Silence falls between us for another painfully long minute. I wonder if Vee has fallen asleep on me. Then her head rolls, profile outlined once more. "My husband cheated on me during our marriage."

Fuck!

"And yet I'm the one who struggled to accept I was not cheating on him once he was gone."

"I'm so sorry that happened to you, Vee." Some men are such dicks. Women, too, as I've witnessed by Ford Sylver's ex-wife flaunting her affair with his fellow teammate. "But you got through those emotions, right?"

Is she feeling adulterous right now? I roll to my side facing her, wanting to reach out to her, wanting to reassure her that we aren't doing anything remotely similar to infidelity. But I'm afraid to touch her. Afraid she won't want my touch.

"Vee," I whisper. "When you spend the night with a man, you don't still feel like you're cheating, do you?"

With her face still aimed toward the ceiling, she brushes at her cheek. Shit . Is she crying? Did I press too hard? Did I push this arrangement too fast without thinking it through? Thinking enough of her?

"Vee." My voice cracks. I'm fucking this up and taking her down with me .

Slowly, I press up on my elbow, desperately wanting a better glance at her face. The light filtering in from the outside offers only enough illumination to see her cheeks are dry, her eyes not glistening, but she refuses to look directly at me, even knowing I'm staring at her.

She rolls her head back and forth on the pillow once. "I'm okay."

"But when you spend the night—"

"I don't spend the night," she cuts me off. Despite the dim lighting, I see her eyes flash momentarily to me, and then away, as if she's embarrassed or ashamed. "I've never spent a night with a man other than you."

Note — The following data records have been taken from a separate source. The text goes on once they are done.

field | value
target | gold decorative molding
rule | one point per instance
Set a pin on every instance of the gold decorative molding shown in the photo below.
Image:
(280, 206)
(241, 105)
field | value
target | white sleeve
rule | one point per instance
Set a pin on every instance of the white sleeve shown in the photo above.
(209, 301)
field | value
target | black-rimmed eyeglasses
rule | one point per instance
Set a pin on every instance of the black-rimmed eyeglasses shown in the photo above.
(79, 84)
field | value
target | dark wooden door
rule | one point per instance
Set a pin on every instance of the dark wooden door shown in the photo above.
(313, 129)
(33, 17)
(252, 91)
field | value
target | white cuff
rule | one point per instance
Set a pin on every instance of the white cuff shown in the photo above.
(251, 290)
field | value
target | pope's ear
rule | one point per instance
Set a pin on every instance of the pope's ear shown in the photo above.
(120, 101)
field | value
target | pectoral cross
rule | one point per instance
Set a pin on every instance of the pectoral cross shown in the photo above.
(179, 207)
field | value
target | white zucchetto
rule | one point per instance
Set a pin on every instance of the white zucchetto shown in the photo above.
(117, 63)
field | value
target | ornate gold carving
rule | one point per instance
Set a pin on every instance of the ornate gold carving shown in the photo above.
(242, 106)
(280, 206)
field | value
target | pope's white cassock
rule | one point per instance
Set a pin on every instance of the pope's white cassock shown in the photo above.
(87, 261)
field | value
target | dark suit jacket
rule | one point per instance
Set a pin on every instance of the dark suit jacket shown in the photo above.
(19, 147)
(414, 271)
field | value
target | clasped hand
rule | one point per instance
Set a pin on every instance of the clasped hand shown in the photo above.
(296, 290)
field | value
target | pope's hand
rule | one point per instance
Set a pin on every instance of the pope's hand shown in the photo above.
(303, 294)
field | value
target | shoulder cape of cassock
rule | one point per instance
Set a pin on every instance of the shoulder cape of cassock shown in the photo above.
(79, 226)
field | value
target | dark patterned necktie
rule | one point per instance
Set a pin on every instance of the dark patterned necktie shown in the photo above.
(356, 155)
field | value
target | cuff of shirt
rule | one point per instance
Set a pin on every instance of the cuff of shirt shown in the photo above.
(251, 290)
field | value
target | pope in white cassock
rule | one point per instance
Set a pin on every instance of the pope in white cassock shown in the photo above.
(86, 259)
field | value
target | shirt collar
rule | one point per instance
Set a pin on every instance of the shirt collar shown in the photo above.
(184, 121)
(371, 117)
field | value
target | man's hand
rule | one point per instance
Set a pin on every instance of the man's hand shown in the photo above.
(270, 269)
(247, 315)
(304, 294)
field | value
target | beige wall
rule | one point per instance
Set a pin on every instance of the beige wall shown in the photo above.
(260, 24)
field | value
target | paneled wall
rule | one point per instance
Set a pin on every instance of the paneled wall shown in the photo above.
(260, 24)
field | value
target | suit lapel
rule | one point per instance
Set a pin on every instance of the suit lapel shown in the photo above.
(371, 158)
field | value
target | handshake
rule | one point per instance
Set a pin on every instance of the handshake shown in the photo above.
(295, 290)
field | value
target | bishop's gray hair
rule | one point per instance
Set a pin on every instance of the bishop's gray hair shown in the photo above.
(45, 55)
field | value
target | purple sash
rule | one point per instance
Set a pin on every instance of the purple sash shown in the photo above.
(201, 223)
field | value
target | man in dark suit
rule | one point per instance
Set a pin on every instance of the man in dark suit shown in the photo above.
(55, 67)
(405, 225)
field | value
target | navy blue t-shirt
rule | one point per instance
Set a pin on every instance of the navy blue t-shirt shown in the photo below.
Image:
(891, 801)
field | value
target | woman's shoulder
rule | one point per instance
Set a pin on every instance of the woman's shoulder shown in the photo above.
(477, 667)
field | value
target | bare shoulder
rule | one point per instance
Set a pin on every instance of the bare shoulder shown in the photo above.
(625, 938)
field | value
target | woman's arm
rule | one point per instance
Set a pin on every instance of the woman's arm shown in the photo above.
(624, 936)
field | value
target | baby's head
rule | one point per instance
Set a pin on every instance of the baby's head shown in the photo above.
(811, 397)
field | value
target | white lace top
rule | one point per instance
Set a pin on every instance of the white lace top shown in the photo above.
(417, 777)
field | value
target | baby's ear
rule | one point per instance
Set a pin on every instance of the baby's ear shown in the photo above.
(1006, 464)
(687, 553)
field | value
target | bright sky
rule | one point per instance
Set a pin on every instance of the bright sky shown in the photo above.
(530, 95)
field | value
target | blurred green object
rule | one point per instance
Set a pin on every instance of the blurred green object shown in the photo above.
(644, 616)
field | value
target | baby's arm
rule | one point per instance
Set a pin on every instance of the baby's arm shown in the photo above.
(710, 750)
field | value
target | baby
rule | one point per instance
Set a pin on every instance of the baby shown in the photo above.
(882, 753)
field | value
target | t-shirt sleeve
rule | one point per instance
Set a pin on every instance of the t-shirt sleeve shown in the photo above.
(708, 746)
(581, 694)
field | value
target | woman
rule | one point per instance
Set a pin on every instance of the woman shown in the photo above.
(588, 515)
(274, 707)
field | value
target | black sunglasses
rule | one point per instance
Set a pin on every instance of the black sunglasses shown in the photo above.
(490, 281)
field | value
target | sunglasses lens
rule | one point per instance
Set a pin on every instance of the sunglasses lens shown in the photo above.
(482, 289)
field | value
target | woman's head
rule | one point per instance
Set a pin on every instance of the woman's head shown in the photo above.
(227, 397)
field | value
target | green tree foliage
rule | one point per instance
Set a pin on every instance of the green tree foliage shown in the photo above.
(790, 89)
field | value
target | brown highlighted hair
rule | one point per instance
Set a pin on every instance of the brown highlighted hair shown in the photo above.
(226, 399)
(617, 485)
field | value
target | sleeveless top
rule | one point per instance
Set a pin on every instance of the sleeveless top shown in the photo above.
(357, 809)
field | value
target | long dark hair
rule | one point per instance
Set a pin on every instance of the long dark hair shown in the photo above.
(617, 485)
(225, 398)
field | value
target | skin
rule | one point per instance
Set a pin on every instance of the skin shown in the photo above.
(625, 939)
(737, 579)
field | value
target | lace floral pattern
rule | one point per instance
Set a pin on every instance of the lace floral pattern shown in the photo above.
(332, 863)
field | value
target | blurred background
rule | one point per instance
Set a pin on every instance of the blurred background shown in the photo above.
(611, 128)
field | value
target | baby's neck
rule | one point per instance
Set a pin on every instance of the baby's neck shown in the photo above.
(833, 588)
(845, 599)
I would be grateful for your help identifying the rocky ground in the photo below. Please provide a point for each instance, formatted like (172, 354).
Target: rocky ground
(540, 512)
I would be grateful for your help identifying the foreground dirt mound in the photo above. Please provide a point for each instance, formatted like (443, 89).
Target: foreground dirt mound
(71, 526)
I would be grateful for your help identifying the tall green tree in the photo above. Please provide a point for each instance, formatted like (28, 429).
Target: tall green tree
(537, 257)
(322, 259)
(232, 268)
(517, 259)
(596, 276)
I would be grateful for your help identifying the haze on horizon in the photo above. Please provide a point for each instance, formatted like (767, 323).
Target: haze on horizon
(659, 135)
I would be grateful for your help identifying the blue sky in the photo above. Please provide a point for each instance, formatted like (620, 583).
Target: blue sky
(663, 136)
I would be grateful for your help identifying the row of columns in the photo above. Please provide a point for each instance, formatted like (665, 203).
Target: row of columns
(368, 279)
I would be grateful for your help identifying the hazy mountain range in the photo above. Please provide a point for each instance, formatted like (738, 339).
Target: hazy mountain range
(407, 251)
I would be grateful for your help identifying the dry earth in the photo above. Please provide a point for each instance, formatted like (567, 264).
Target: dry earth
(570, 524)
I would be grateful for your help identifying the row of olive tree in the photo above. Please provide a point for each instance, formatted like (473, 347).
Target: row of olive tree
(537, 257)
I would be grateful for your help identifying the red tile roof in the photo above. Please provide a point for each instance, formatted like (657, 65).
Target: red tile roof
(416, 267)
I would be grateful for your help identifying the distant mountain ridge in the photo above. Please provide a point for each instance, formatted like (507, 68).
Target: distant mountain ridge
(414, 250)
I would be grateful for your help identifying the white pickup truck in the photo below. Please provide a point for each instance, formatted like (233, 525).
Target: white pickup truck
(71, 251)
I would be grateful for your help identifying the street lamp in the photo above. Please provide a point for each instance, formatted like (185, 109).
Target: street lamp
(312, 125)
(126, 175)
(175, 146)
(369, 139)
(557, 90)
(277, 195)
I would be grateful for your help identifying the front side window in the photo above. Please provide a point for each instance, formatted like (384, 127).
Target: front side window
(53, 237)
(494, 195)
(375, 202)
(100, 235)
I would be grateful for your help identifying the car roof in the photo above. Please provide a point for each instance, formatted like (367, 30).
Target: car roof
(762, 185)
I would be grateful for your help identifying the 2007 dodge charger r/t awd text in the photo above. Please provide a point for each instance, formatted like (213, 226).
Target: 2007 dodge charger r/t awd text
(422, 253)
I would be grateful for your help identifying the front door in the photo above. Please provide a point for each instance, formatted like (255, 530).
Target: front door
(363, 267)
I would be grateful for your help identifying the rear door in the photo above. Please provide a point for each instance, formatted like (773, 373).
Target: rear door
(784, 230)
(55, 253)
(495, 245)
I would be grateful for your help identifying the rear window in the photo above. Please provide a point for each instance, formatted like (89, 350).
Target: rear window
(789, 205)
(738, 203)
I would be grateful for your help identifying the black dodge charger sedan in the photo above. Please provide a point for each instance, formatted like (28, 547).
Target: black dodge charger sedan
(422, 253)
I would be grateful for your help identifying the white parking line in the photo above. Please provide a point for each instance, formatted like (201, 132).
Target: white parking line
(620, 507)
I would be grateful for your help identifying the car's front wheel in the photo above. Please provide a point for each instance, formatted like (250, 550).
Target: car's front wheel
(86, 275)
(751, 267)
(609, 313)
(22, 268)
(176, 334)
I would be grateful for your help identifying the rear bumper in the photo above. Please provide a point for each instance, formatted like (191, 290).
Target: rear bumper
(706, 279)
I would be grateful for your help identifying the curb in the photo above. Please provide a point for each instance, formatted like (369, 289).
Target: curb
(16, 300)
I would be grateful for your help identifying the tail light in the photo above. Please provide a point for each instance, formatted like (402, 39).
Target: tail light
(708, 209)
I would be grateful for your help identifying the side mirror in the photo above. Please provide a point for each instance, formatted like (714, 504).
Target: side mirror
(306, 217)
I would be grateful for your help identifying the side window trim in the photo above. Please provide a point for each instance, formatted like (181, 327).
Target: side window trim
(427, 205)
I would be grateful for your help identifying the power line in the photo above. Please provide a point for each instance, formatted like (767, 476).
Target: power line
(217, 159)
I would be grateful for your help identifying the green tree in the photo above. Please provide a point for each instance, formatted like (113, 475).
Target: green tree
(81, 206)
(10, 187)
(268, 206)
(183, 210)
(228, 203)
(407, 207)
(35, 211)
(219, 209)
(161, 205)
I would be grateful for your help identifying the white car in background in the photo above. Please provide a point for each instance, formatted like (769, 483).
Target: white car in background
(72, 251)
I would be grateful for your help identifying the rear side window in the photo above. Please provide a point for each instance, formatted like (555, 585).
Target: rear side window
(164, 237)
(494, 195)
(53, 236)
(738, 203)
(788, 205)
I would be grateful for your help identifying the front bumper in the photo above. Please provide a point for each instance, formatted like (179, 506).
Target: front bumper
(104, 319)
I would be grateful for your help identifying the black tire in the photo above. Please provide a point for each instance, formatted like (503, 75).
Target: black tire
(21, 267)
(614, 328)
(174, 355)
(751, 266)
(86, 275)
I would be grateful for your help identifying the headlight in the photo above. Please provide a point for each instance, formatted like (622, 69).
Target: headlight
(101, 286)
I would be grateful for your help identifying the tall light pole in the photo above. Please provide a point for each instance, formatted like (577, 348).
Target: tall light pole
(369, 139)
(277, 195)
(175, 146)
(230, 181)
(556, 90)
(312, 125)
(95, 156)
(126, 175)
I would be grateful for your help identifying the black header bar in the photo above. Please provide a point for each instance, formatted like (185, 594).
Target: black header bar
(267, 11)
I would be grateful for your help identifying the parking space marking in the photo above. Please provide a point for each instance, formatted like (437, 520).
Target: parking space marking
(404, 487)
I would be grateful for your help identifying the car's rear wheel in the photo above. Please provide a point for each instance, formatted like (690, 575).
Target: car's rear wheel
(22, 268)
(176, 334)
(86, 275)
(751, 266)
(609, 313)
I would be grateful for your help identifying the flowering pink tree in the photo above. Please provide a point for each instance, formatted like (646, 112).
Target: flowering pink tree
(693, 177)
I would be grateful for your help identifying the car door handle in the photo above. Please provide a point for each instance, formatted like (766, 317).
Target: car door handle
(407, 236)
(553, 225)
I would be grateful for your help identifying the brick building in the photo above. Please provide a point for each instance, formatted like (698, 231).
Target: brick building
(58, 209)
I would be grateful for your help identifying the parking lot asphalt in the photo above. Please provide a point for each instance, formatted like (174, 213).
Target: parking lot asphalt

The shocking reality is like the crack of a bat on a powerful hit.

"And no, I don't feel guilty. I was just curious."

Her eyes are still pointed away from my face. Her head even shifts, drawing away from my concerned gaze, but I remain pressed up on my arm, staring down at her. Taking in the line of her cheek, the shape of her nose again, and the roll of her lips.

"Good night, Ross," she whispers, putting an end to this confession.

I collapse back to my side, still watching her, mentally making out her profile. Her mouth when she smiles. Her eyes when they sparkle. Wishing for that snortle sound she makes to dissolve the tension between us.

I roll to my back, hyperaware of Vee's closeness and yet sensitive about the distance between us. Her arms remain on her chest, holding the blanket near her collarbone. I cup my forehead for a second, stunned by what she'd just admitted. Her husband's adultery and the fact she hasn't slept through the night with any man other than me. I'm honored in the strangest way.

Do I tell her her admission is important to me? Do I explain how I feel special? I don't speak. Instead, I lower my arm and slowly stretch for her with my fingers.

"Vee," I whisper, knowing she isn't sleeping yet. "Give me your hand."

There's something about her fingers that brings me comfort, and when she lays her palm against mine, I rub my thumb the length of her pinky. Then, I shift so I'm stroking down each digit, until I sense Vee relaxing beside me.

And while my body settles into the bed, my thoughts continue to race, wanting to know everything there is to know about Vee.